In the version of the XmlRpc library I'm using (1.2-b1), the exception
you're getting is actually being thrown by the WebServer.run() method.
It looks like WebServer.start() is spawning a new thread to invoke
WebServer.run().
Therefore, you'd probably be best to override WebServer.run().
Something like:
class MyWebServer extends WebServer {
public void run() {
try {
super.run();
} catch (Exception e) {
System.exit(<n>);
}
}
}
Another possible idea would be to open up a "normal" socket on your port
and catch any errors you get. Then, you'd close it and start your
server on the same port.
The specific error you're getting, as I'm sure you know, is because
you've already got a socket open / server listening on the specified
port. Trying to open a listener on that port should give you the same
error back, but in a more predictable way (since it would be on the same
thread).
Your startup shell script could/should also be looking for running
versions of your server and fail if it already sees a version running.

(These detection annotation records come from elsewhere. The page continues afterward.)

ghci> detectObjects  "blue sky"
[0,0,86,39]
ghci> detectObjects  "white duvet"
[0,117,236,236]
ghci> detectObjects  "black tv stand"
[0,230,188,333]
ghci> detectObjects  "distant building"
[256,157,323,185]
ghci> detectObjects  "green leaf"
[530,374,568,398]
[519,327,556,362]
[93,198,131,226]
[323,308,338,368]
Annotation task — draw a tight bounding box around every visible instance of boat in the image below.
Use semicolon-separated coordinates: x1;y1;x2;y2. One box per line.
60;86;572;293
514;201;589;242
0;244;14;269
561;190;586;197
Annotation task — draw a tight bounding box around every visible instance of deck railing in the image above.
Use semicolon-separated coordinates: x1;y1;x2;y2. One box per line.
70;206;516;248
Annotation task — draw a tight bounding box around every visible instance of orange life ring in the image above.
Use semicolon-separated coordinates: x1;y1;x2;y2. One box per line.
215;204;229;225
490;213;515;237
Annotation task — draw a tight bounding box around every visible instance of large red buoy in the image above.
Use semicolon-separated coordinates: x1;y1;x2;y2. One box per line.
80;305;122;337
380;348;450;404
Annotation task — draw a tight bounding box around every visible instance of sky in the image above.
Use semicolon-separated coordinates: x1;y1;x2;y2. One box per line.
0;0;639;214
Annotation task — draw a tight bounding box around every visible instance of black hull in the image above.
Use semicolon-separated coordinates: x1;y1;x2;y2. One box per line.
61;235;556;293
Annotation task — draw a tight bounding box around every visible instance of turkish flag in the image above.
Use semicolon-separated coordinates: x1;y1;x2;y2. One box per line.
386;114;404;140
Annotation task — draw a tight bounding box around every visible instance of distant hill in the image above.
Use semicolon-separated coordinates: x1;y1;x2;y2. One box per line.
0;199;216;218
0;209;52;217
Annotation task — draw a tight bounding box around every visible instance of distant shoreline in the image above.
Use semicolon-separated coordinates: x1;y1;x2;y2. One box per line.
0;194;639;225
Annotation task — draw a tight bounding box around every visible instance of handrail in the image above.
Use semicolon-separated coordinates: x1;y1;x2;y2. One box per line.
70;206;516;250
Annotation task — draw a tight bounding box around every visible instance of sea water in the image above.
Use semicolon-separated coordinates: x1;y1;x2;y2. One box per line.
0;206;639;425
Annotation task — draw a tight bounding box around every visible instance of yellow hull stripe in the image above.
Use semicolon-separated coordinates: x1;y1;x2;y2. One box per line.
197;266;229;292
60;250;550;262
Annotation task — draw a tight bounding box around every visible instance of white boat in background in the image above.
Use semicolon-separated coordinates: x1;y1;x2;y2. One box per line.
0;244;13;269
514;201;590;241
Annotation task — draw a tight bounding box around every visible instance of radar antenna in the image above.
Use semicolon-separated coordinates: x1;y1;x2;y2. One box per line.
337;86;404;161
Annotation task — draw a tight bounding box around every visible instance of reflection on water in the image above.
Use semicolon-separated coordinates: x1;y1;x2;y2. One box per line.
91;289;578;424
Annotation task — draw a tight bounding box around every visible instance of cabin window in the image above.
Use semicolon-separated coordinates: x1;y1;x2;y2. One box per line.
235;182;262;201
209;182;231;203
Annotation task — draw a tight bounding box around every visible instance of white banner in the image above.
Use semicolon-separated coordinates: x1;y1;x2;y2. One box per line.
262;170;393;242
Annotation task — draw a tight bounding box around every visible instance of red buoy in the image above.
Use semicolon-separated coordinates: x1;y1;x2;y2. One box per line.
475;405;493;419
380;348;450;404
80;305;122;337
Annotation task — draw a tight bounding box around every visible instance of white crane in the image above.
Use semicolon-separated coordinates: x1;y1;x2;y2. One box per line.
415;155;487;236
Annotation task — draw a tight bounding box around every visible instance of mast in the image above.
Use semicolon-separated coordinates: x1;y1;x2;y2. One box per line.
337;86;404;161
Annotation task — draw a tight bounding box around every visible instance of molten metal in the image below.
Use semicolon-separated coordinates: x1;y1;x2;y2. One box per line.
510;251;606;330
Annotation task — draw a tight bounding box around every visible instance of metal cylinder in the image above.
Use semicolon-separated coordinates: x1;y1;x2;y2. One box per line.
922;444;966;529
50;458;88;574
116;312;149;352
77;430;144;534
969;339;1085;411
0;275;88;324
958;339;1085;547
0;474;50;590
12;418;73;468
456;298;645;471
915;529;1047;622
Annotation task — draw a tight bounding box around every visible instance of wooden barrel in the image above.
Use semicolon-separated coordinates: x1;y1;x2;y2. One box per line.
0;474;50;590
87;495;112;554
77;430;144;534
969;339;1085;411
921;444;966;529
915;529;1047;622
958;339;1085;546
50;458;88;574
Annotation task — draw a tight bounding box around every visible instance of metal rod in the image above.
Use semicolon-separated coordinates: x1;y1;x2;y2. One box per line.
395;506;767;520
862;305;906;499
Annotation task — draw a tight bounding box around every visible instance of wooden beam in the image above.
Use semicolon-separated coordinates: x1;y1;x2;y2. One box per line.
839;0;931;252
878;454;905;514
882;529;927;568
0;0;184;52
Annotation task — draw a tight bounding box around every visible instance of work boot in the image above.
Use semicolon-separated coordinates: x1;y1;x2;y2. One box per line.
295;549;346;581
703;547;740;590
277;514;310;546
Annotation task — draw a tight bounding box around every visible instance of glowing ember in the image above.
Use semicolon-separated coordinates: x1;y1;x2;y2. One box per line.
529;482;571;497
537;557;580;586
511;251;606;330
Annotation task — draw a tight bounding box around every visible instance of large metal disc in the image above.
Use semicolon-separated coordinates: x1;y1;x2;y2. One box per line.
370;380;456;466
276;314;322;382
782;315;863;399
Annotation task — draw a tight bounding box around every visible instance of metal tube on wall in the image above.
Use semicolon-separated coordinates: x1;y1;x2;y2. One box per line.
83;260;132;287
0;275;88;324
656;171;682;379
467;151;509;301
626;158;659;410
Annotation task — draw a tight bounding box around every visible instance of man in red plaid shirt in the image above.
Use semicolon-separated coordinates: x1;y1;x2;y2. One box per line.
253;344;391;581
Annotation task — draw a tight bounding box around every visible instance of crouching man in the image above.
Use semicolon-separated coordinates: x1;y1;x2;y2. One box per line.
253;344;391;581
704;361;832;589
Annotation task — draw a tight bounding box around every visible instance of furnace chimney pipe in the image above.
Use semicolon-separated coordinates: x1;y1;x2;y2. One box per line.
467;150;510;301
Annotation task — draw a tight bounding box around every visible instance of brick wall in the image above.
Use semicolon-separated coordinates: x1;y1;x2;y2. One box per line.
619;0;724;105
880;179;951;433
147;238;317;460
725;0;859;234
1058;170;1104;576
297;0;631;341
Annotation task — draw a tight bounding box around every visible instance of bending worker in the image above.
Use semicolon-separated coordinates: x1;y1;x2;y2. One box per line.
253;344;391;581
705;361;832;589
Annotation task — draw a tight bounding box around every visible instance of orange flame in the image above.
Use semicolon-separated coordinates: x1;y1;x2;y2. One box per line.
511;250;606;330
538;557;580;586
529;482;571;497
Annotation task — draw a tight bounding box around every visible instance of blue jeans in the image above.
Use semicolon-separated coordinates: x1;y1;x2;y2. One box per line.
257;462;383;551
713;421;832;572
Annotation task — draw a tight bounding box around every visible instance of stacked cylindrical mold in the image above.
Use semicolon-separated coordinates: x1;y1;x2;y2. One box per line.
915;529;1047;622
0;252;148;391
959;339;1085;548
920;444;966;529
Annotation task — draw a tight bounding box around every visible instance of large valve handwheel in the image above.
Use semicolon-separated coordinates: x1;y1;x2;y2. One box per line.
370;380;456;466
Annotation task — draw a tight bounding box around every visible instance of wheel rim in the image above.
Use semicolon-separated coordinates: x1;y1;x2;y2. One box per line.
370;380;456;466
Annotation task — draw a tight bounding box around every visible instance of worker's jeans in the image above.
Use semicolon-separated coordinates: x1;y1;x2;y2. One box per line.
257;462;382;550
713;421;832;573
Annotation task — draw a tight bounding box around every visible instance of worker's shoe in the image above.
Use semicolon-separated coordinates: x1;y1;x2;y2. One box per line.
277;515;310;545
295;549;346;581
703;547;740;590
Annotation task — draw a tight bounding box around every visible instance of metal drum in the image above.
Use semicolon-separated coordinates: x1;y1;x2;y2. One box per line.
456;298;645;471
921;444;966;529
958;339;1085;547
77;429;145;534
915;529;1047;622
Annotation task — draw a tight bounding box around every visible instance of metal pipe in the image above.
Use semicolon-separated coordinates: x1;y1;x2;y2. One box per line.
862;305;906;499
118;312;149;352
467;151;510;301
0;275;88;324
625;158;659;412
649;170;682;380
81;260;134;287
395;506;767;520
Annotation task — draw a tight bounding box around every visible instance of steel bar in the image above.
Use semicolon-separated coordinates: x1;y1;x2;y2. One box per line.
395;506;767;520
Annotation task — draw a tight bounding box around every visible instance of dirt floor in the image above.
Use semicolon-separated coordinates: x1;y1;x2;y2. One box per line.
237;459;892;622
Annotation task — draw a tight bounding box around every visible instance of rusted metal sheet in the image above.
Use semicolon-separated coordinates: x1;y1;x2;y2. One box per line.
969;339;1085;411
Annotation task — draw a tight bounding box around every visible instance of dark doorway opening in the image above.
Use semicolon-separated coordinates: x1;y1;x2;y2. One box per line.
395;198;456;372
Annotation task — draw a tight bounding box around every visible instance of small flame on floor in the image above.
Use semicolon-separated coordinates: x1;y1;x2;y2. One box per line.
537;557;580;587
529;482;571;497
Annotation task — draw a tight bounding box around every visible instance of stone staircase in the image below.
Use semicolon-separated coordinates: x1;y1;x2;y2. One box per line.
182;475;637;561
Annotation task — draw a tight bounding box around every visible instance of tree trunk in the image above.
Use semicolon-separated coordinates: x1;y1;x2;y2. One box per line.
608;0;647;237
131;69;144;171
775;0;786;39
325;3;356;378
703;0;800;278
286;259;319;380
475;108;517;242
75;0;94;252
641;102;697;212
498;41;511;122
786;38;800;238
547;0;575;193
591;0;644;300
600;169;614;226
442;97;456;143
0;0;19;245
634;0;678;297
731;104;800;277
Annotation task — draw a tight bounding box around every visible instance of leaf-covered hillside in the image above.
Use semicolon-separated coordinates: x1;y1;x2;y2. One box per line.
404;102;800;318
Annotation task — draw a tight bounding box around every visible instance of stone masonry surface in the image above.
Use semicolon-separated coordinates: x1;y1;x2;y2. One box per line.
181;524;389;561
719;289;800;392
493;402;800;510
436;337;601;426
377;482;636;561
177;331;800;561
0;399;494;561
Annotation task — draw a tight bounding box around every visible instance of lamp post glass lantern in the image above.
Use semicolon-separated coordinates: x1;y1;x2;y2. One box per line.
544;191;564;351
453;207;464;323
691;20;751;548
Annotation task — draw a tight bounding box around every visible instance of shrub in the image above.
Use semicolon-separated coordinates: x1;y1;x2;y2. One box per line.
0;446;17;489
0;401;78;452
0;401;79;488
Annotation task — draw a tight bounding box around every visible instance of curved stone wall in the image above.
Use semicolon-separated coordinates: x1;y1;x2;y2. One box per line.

This would be a pretty smart thing to do regardless of what exceptions
you're trying to catch.
Markus Fischer wrote:
Hi,
Adam Taft wrote:
Markus Fischer wrote:
I'm not very confident with Java so I wasn't able to figure out how I
can signal the shell that an error occurred in this special case.
Catch the error and then do:
System.exit(n);
where n is the error number you want to return to the shell.
I tried being that clever, but it seems that I was trying to catch the
Exception in the wrong place. My code looks like this:
WebServer webserver = new WebServer (port);
webserver.addHandler(handler, object);
webserver.start ();
When the BindException is thrown he's in start() method, putting the
exception block around it doesn't catch it.
I *think* if it would have been thrown there I would have gotten the
right return value on the shell but it isn't.
thanks,
- Markus